Moscow, 15 October 1997 (RFE/RL) - Russian legislators of the State Duma have begun debating a motion of no-confidence in the government. Itar-Tass says Prime Minister Viktor Chernomyrdin, First Deputy Prime Minister Anatoly Chubais and other Cabinet members are attending the Duma session. Debates are scheduled to last for about an hour and a half before a vote is expected.

Itar-Tass says the Duma deputies will consider two no-confidence measures. The communists have proposed one version that accuses the government of failing to implement the 1997 budget according to law. That measure has wide support in the opposition-dominated lower house of parliament. The reformist Yabloko faction has unveiled its own measure.

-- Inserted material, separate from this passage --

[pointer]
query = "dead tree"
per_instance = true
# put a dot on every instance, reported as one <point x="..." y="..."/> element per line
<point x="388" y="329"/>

Communist Party leader Gennady Zyuganov opened the debate by criticizing the government's economic reforms which he blamed for a drop in industrial output to a rise in alcoholism. Zyuganov said: "The longest queues in the country are to the cemetery and for jobs."

Just hours before the debate, Chubais warned that Chernomyrdin would step down if the Duma's no-confidence measure succeeds. For that to happen, a majority of the 450 deputies would have to pass the measure twice within three months. Then President Boris Yeltsin would have to decide whether to replace the Cabinet or disband the State Duma.

The Communists say they are confident of success. Yeltsin has expressed his support for the cabinet and suggested he would disband the State Duma.

ITAR-TASS today quotes the text of the communist initiative as accusing the government of "complete bankruptcy" in executing this year's budget. It also says the government of Prime Minister Viktor Chernomyrdin had become what it called a "hostage to its radical wing."

No government officials were named, but Duma speaker Gennady Seleznyev said yesterday the vote was not directed at Chernomyrdin but his two deputy prime ministers, Chubais and Boris Nemtsov, both of whom were brought in to speed up Russia's economic restructuring.

Meanwhile, the upper house of parliament, the Federation Council, today urged the State Duma to work together with it, Yeltsin and the government to overcome what it called "the state of crisis in the country."